Nama sosok yang dimaksud adalah Abu Rayhan Muhammad bin Ahmad al-Biruni. Tokoh dari abad ke-11 M ini telah menghasilkan tidak kurang dari 180 judul karya. Mayoritasnya membahas percobaan ilmiah yang dilakukannya mengenai pelbagai fenomena alam.
K Ajram dalam The Miracle of Islamic Science (1992) mengatakan, total karya ilmiah yang ditulis sang saintis Muslim mencapai 13 ribu halaman. Jumlah itu melampaui hasil tulisan Galileo Galilei (1564-1642) dan Isaac Newton (1643-1727) sekaligus.
Bahkan, lanjut Ajram, al-Biruni telah membuka jalan bagi teori gravitasi yang disampaikan Newton. Pada faktanya, ilmuwan kelahiran Negeri Khwarazmi, Asia tengah, itu 500 tahun lebih awal dalam menyatakan adanya gaya tarik bumi.
Dalam sebuah risalahnya, ia menulis, “Semua elemen menuju (ditarik) ke arah pusat bumi, tetapi yang (memiliki) bobot paling berat lebih dahulu daripada yang ringan.” Galileo memperbarui simpulan tersebut dengan menegaskan, seluruh benda memiliki kecepatan jatuh yang sama bila pengaruh gaya luar—semisal embusan angin—dihilangkan.
Menurut Ajram, al-Biruni sebagai seorang fisikawan memberikan sumbangsih pada pengukuran berat jenis benda. Sarjana dari abad ke-11 itu merancang piknometer untuk mengukur dan membandingkan berat jenis zat cair atau zat padat. Yang tidak kurang hebatnya, ia pun menerapkan metode yang runtut sehingga tetap terpakai hingga zaman sekarang.
Untuk menentukan berat jenis suatu benda, al-Biruni pertama-tama menimbang bobot benda itu di udara. Kemudian, benda yang sama ditimbang lagi di air. Air yang berpindah akibat desakan bobot benda itu lalu ditimbang. Ia pun melakukan perbandingan berat benda dan berat air dengan volume yang sama.
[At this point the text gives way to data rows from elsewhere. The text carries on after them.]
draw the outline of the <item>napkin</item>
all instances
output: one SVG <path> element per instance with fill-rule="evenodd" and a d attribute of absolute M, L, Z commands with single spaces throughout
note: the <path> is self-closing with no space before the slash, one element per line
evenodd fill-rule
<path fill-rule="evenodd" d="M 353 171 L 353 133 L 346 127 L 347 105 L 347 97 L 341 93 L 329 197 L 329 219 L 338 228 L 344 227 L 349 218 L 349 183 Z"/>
Husein Heriyanto dalam Menggali Nalar Saintifik Peradaban Islam (2011) merangkum komparasi antara hasil perhitungan berat jenis menurut al-Biruni dan perhitungan modern. Tampak tidak ada perbedaan yang berarti di antara keduanya dalam menghitung massa jenis emas (al-Biruni dan modern: 19,26); air raksa (al-Biruni/modern: 13,74/13,50); tembaga (8,92/8,85); besi (7,82/7,29); timah (7,22/7,29); dan mutiara (2,73/2,75).
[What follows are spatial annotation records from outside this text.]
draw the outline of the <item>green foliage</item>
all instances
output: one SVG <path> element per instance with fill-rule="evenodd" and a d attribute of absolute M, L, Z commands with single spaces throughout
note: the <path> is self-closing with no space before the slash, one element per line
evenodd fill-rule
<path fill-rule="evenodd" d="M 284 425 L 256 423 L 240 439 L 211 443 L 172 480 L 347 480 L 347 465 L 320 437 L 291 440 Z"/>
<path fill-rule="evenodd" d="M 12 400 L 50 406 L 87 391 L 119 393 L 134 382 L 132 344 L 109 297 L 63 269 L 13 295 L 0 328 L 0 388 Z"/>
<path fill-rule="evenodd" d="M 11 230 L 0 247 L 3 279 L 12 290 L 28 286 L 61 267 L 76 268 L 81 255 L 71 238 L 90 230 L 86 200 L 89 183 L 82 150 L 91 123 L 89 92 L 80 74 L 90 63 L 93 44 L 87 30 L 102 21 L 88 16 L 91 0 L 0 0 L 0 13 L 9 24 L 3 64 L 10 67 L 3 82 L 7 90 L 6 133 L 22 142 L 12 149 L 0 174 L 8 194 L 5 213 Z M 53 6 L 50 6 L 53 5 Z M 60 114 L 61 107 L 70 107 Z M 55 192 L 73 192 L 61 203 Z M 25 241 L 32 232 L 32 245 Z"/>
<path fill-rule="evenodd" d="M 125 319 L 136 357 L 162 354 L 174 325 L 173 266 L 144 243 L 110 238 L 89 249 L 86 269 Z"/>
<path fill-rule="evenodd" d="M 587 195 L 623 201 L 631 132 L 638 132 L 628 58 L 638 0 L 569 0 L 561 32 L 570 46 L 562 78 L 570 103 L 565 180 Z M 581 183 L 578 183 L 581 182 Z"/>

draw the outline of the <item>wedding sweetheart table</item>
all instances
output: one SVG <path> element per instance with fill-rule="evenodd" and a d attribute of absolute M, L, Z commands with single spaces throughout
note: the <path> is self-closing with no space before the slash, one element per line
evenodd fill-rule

Al-Biruni juga mencetuskan prinsip kekekalan massa. Menurutnya, jumlah total massa pada dasarnya tetap walaupun berubah-ubah bentuk. Dengan perkataan lain, massa zat sebelum reaksi (reaktan) sama dengan massa zat sesudah reaksi (produk).
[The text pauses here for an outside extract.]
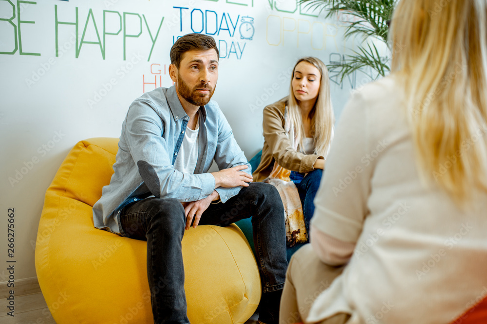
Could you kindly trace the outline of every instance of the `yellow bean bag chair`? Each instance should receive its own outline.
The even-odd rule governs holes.
[[[110,182],[118,142],[99,138],[78,143],[46,193],[36,270],[58,324],[153,323],[146,242],[93,225],[92,207]],[[237,226],[200,225],[186,231],[183,257],[191,323],[244,323],[252,316],[261,282]]]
Akan tetapi, hukum itu acap kali disematkan pada sosok Mikhail Lomonosov (1711-1756) dan Antoine Lavoisier (1743-1794). Karena itu, Ajram memandang kedua ilmuwan Eropa itu adalah “murid tidak langsung” al-Biruni—untuk tidak mengatakan bahwa keduanya membajak ide sang cendekiawan Muslim.